Perşembe Mayıs 30, 2024

Halka Nasıl Yaklaşacağız?

Milyonlar açlık ve yoksulluk içinde, demokratik haklardan yoksun, özgürlük kırıntılarına bile muhtaç bir durumda yaşıyor. Haksızlık, hukuksuzluk ve adaletsizlik karşısında kitleler ya seslerini yeterince yükseltememekte ya da sınırlı sayıda insanla zulüm karşısında direnmeye çalışmaktadır. Birbirinden bağımsız, sınırlı direniş güçlerinin mücadele ettiği süreci yaşıyoruz. Damlaların derelere, derelerin nehirlere, nehirlerin bendlerini yıkacak duruma gelme ihtiyacı var.

Burjuva-feodal devletin, en temel demokratik hak talebi için bir basın açıklamasına bile müsaade etmediği zamanları yaşıyoruz.
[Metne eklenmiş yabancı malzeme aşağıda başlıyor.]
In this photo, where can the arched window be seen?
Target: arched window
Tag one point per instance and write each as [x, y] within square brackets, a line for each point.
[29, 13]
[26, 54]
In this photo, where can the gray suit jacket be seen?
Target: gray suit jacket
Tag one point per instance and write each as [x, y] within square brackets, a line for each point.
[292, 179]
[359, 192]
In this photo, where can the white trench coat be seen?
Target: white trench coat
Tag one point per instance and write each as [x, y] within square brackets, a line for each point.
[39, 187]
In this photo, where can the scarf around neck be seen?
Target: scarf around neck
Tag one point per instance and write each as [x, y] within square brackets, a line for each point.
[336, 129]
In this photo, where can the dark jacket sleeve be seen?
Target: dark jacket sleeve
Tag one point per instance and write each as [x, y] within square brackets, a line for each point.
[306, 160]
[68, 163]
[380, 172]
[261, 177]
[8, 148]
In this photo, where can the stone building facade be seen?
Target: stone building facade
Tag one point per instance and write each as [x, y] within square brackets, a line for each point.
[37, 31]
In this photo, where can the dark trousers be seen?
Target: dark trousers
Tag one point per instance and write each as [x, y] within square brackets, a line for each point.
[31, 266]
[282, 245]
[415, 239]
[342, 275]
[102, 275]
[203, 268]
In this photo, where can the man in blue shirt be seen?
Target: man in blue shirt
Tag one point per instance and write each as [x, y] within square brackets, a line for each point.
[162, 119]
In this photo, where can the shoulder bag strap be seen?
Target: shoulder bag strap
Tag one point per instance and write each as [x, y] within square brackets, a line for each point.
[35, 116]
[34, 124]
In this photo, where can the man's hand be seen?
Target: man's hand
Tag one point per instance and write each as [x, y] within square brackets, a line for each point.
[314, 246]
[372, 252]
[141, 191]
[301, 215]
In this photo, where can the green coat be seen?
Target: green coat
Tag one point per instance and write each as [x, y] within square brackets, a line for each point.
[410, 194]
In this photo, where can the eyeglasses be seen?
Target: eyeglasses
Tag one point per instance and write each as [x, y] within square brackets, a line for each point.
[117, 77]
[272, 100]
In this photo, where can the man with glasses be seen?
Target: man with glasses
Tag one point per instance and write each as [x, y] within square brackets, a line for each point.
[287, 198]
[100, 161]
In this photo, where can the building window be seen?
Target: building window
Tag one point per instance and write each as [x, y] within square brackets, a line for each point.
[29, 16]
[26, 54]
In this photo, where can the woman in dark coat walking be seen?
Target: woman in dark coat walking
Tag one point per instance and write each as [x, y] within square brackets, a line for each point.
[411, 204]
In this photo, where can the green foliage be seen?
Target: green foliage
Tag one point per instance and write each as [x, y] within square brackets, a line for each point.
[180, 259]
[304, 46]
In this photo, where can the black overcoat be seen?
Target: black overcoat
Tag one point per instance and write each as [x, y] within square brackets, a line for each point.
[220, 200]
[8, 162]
Devlet, terörü artırarak direniş güçlerini susturmaya-sindirmeye-ezmeye çalışmaktadır. Umut ve cesareti kırmaya, yalnız olduklarına ve başaramayacaklarını inandırmaya çalışıyor; direnişe ve karşı koyuşa başvurmanın çözüm olmayacağını, var olana razı olmayı öğretiyor. Öğretilmiş-kabullenilmiş köleliği her tarafa yaymaya, herkese benimsetmeye çalışıyor. Hiçbir şeyin değiştirilemeyeceğini kabul ettirmeye, inandırmaya çalışıyor.

Birbirinden kopuk, bağımsız, sınırlı direniş güçlerinin varlığı direnişi büyütmeye, daha geniş kitlelerin katılımını sağlamaya yetmemektedir. Direnişler kitlesel hale gelemiyor. Faşizm, neden bu kadar bizleri rahat hırpalayabiliyor? Bu gücü nereden alıyor? Bunun nedeni nedir? Elbette bunun birçok nedeni sıralanabilir. Sıralamalıyız da. Ancak nedenin en önemlisi halkın örgütsüz oluşudur. Temel mesele yeterince güçlü örgütlenememektedir.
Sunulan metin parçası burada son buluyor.